Die Sunniten („Anhänger der Tradition“) gehen davon aus, daß die vier ersten Kalifen (Nachfolger, Stellvertreter), Abu Bakr, Umar, Uthman und Ali, allesamt „rechtgeleitet“ waren, weil sie „rechtmäßig“ gewählt wurden. Die Schiiten (Anhänger der schiat Ali, der Partei Alis, kurz Schia genannt) machen dagegen geltend, daß nur der vierte Kalif, Ali — weil mit der Familie des Propheten blutsverwandt —, der „rechtmäßige“ Nachfolger Muhammads gewesen sei; Ali war nämlich Vetter und Schwiegersohn des Propheten (durch die Heirat mit Fatima). Die drei ersten Kalifen sind in den Augen der Schiiten Usurpatoren des Kalifats von Ali.

Während die Sunniten in den folgenden Jahrhunderten an der Institution des Kalifats festhielten und damit das dynastische Prinzip etablierten (erst 1924 wurde von der Republik Türkei das Kalifat abgeschafft), knüpften die Schiiten die Leitung des muslimischen Staates an einen charismatischen Führer, den Imam, Träger des göttlichen Lichtes — nicht zu verwechseln mit dem normalen Vorbeter und administrativen Leiter in jeder Moschee, der auch Imam genannt wird. Der Streit um die religiös-politische Leitung der Gemeinde zwischen Sunniten und Schiiten wirkte sich aber auch auf ihr jeweüiges Rechtssystem und Glaubensleben aus.

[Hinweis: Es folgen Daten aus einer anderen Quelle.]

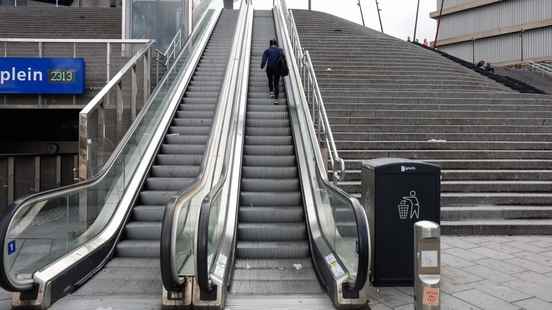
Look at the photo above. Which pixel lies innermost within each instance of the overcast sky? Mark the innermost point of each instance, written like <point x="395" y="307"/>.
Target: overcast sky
<point x="398" y="16"/>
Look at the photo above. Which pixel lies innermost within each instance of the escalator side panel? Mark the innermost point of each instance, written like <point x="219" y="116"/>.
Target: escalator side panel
<point x="132" y="277"/>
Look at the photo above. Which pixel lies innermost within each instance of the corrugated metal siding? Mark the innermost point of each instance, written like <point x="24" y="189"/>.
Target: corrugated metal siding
<point x="487" y="18"/>
<point x="536" y="44"/>
<point x="462" y="50"/>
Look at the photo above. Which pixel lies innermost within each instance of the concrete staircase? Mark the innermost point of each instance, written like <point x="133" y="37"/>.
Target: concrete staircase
<point x="388" y="98"/>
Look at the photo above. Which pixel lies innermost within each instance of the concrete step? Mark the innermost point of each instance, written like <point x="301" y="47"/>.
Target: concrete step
<point x="497" y="227"/>
<point x="522" y="212"/>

Im Koran, auf den sowohl Sunniten als auch Schiiten ihr jeweiliges Glaubenssystem gründen, sind jene göttlichen Gesetze grundgelegt, die in einem Gemeinwesen zur Anwendung kommen müssen, damit Islam (Hingabe an Gott) als Religion sein kann. . Denn der Islam versteht sich als ein das ganze private wie öffentliche, gesellschaftliche Leben umfassendes religiöses System, das die Trennung zwischen weltlich und geistlich nicht kennt (im Gegensatz zum Christentum, wo zwischen dem, „was des Kaisers ist“, und dem, „was Gottes ist“, unterschieden wird).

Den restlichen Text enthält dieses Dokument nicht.